Study of magnetoelectric coupling in magnetoelectric laminates fabricated using 15-mode PMN-PZT single crystals

Piezoelectric coefficients d_ij and g_ij, the key parameters of the piezoelectric constituent of magnetoelectric (ME) composites, strongly influence their ME coupling. Considering this fact, we adopted three different types of piezoelectric materials with different crystallographic orientations, namely, 31-, 32-, and 15-mode PMN-PZT single crystals, to fabricate ME laminates. ME laminates can be easily fabricated using 31- and 32-mode PMN-PZT crystals, but it is difficult to fabricate them using 15-mode PMN-PZT because of the challenges in generating the 15-shear mode. In this study, 15-shear mode ME laminates were fabricated by sandwiching 15-mode PMN-PZT single crystals between Metglas and Ni, both of which exerted opposing magnetostrictive stresses on the 15-mode PMN-PZT to generate two-sided shear vibrations in it.

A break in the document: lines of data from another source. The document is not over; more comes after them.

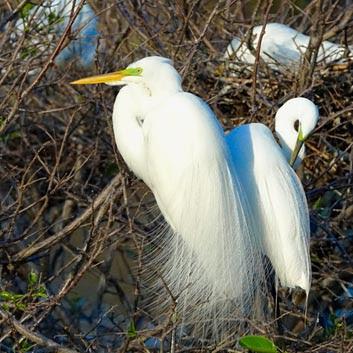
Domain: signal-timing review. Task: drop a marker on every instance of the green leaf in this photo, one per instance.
(26, 10)
(131, 331)
(32, 279)
(5, 295)
(258, 344)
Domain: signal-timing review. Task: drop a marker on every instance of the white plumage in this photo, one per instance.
(210, 191)
(282, 47)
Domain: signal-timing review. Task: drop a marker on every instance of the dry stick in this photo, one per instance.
(196, 45)
(33, 336)
(99, 200)
(306, 70)
(343, 23)
(11, 115)
(257, 59)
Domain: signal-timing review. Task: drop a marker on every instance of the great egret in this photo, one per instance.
(212, 263)
(282, 48)
(275, 193)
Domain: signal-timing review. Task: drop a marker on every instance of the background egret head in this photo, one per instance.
(294, 123)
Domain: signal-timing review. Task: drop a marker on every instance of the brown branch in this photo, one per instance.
(35, 337)
(50, 241)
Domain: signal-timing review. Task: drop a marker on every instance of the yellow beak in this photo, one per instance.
(110, 77)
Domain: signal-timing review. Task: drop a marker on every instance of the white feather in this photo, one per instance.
(277, 200)
(282, 48)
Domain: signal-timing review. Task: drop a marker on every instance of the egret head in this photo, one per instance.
(155, 73)
(303, 112)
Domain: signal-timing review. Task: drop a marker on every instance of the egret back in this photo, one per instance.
(212, 265)
(277, 202)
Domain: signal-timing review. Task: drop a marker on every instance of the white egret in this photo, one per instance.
(282, 48)
(275, 193)
(172, 140)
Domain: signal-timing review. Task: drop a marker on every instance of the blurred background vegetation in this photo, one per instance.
(74, 221)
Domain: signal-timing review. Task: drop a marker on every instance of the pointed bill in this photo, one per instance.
(297, 147)
(294, 155)
(110, 77)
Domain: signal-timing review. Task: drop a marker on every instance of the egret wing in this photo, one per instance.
(277, 201)
(212, 261)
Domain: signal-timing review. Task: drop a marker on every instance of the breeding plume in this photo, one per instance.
(212, 260)
(282, 47)
(274, 192)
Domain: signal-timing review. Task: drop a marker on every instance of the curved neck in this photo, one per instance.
(288, 135)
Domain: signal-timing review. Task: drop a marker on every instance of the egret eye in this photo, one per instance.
(297, 125)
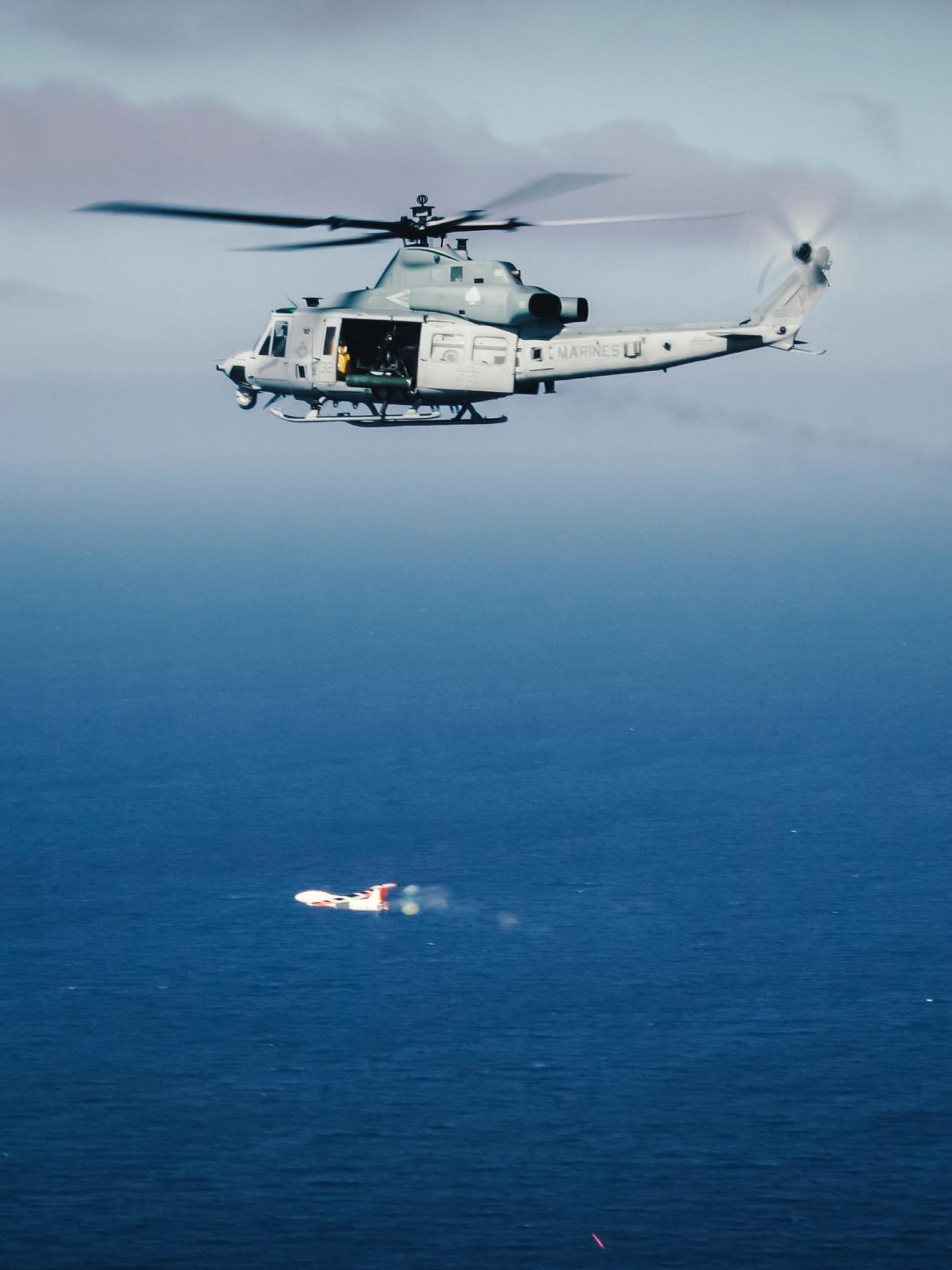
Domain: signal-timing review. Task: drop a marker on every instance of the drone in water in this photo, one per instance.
(442, 333)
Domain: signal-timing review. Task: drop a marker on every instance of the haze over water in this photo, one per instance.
(661, 706)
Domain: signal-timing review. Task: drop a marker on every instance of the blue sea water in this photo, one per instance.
(682, 772)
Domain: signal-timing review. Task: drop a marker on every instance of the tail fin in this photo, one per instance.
(787, 309)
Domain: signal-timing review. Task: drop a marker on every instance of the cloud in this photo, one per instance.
(878, 120)
(18, 292)
(62, 145)
(140, 27)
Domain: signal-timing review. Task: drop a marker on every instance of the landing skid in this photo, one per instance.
(424, 416)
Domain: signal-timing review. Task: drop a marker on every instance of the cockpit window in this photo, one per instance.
(280, 339)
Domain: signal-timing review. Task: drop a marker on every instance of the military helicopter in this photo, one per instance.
(442, 333)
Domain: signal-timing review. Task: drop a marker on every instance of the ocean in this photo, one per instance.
(663, 734)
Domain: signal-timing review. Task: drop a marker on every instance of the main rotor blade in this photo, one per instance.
(547, 187)
(328, 242)
(646, 216)
(218, 214)
(543, 187)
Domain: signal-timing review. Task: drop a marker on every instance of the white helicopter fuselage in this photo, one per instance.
(382, 354)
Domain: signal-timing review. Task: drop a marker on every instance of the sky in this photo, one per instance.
(314, 107)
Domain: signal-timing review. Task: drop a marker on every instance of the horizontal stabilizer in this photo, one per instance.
(739, 333)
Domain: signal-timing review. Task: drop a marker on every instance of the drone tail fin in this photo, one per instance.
(790, 305)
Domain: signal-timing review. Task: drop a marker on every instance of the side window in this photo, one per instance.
(280, 339)
(448, 348)
(489, 350)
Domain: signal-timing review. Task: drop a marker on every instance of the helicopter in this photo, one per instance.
(442, 333)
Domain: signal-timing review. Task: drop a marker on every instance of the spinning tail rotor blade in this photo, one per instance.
(793, 224)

Prior to the fabrication, the number of Metglas layers was optimized, owing to its differing thickness from that of Ni, to generate equal magnetostriction at the same applied DC magnetic field. ME laminates fabricated using two-layer (2L) and three-layer (3L) Metglas exhibited a maximum ME voltage coefficient (α_ME) of 0.04 V/cm Oe. In contrast, the α_ME values of ME laminates fabricated using 31- and 32-mode PMN-PZT single crystals were 0.46 V/cm Oe and 1.45 V/cm Oe, respectively, much higher than that of the 15-mode ME laminate. The small ME coupling in the 15-mode ME composite can be attributed to the unideal shear mode generated in the ME laminate.